Google Accidentally Transmits Self-Destruct Code to Army of Chrome Browsers

Google’s Gmail service went down for about 20 minutes on Monday. That was annoying, but not exactly unprecedented. These sorts of outages happen all the time. What was strange is that the Gmail outage coincided with widespread reports that Google’s Chrome browser was also crashing. Late Monday, Google engineer Tim Steele confirmed what developers had […]

Google's Gmail service went down for about 20 minutes on Monday. That was annoying, but not exactly unprecedented. These sorts of outages happen all the time. What was strange is that the Gmail outage coincided with widespread reports that Google's Chrome browser was also crashing.

Late Monday, Google engineer Tim Steele confirmed what developers had been suspecting. He said that the crashes were affecting Chrome users who were using another Google web service known as Sync, and that Sync and other Google services -- presumably Gmail too -- were clobbered Monday when Google misconfigured its load-balancing servers.

Sync is essentially Google's answer to Apple's iCloud.
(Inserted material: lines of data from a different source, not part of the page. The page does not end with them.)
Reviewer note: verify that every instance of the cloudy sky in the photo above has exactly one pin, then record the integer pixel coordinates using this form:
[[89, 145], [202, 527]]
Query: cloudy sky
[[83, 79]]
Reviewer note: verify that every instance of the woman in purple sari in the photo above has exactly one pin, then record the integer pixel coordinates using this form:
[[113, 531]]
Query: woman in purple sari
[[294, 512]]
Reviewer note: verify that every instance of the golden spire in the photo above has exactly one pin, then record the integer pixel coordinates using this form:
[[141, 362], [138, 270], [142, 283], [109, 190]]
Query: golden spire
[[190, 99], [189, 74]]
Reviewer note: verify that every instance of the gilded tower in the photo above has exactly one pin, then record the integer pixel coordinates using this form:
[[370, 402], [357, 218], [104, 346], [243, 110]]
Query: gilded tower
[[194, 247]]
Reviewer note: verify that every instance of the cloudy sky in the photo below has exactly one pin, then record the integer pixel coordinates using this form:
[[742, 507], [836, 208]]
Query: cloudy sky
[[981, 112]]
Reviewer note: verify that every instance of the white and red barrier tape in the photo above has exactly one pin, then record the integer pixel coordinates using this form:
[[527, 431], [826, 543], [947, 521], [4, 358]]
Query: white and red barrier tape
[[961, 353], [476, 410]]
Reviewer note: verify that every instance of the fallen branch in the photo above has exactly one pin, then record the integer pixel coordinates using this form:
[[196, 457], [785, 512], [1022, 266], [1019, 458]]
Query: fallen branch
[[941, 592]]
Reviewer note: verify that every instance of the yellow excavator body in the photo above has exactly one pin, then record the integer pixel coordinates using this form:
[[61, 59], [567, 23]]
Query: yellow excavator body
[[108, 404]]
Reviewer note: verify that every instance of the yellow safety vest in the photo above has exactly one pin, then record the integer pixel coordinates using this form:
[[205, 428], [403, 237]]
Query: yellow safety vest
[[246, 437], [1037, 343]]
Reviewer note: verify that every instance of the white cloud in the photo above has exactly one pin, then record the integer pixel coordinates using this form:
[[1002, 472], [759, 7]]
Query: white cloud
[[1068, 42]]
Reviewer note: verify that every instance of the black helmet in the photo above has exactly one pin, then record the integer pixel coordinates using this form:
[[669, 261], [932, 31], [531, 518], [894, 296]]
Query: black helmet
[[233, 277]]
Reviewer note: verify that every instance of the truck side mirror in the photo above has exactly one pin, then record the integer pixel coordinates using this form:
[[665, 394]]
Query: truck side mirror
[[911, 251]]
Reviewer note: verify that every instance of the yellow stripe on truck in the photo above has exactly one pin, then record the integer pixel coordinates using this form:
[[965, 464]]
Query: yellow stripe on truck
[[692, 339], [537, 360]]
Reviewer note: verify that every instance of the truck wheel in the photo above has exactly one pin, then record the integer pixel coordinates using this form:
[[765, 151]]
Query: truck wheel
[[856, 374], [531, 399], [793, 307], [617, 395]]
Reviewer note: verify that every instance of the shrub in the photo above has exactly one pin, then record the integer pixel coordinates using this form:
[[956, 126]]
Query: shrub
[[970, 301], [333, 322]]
It's a software service built by Google to unshackle web surfers from their own desktops. It works in the background, shuttling information between the Chrome browser and Google's servers, so that people users who log into Google can get at their bookmarks, extensions, and apps -- no matter what computer they're using to surf the web.

But on Monday, Steele wrote in a developer discussion forum, a problem with Google's Sync servers kicked off an error on the browser, which made Chrome abruptly shut down on the desktop.

"It's due to a backend service that sync servers depend on becoming overwhelmed, and sync servers responding to that by telling all clients to throttle all data types," Steele said. That "throttling" messed up things in the browser, causing it to crash.

The problems were short-lived, but widespread. Over at Hacker News -- a news discussion site that tends to attract Silicon Valley's most knowledgeable software developers -- a long thread quickly filled up with dozens of crash reports. "My Chrome has been crashing every ten minutes for the last half hour," wrote one poster.

This may be a first. Bad webpage coding can often cause a browser to crash, but yesterday's crash looks like something different: widespread crashing kicked off by a web service designed to help drive your browser.

Think of it as the flip side of cloud computing. Google's pitch has always been that its servers are easier to use and less error-prone than buggy desktop software. But the Sync problem shows that when Google goes down, it can not only keep you from getting your e-mail -- it can knock desktop software such as a browser offline too.

Chrome prides itself on "sandboxing" itself, so that a problem with a single webpage can only crash a tab in the browser, and not bring down the entire program. But that's just what happened with Monday's bug. It clobbered the entire browser.

"That's definitely a big and unusual problem because if the browser shuts down, that's a failure of the whole model of Chromium itself,' says Kevin Quennesson, CTO of online photo service Everpix.

"When you bridge authentication and identity and the cloud to a desktop application, you then get occasionally these very weird failures," says David Ulevicth, the founder of OpenDNS, a cloud-based infrastructure services company.

It's the kind of issue that could pop up more often as developers work to build browsers such as Rockmelt that do more than simply surf the web, says Michael Mahemoff, a former Google Chrome team member who is now the founder of podcast app-maker Player FM. "People are trying to integrate more identity and these kind of sync service and social services," he says.

It's also something that cloud service providers are going to have to worry about more and more, as services such as Apple's iCloud and Windows Live get more closely intertwined with our phones and PCs.

"As you centralize things like authentication and identity to one provider, then when that one provider has a hiccup the impact can be far-reaching," says Ulevicth. "Imagine a scenario where you can't even open your Android phone or you can't get phone calls on Google Voice. it's not just your browser."